Motherboard And CPU Cooling
Motherboard: Asus Z97-A
Asus is known for stability, for overclockability, for its good tuning software, and sometimes, for premium pricing. Its Z97-A was unable to out-overclock its competition in Intel Z97 Express: Five Enthusiast Motherboards, $120 To $160, and consequently lost the value war over a $10 price difference.
Read Customer Reviews of Asus' Z97-A Motherboard (opens in new tab)
That $10 price premium is gone now though, and we’re happy to pay a lower price for a top-tier overclocking platform.
CPU Cooler: Thermaltake NiC-L32
Cooling is an extremely important part of overclocking, and I’d need an equally extreme overclock to approach the performance levels of last quarter's $2400 machine. Unfortunately, I don't have the cash for a $100 dual-fan liquid cooler or even a $80 super-sized tower this time around. The good news is that I know a little about design and the limits of Intel’s Haswell-based CPUs.

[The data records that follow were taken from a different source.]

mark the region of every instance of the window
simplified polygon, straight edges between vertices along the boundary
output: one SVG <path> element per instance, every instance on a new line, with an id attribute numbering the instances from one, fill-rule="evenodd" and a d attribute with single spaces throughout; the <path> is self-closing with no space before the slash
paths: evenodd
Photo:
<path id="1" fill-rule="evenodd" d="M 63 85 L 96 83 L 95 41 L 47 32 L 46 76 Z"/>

Read Customer Reviews of Thermaltake's NiC-L32 CPU Cooler (opens in new tab)
Lacking the improved thermal interface material implemented on Intel's Devil's Canyon SKUs, our Core i7-4770K realizes relatively minor temperature drops even from big changes in cooling. Compounding the issue, small voltage increases can result in large temperature spikes. Many overclockers report a 1.30 V core limit is the key to CPU longevity. My experience shows that right-sizing the cooler for this voltage level means finding something as effective as the old MUX-120 I use in motherboard comparisons.
Thermaltake’s NiC-L32 hadn’t been reviewed when I placed my order, yet none of the heat sinks I knew would work fit in my budget. Lacking any other reference point, I relied on visual analysis to find a sub-$60 cooler that looked like it might serve my purpose.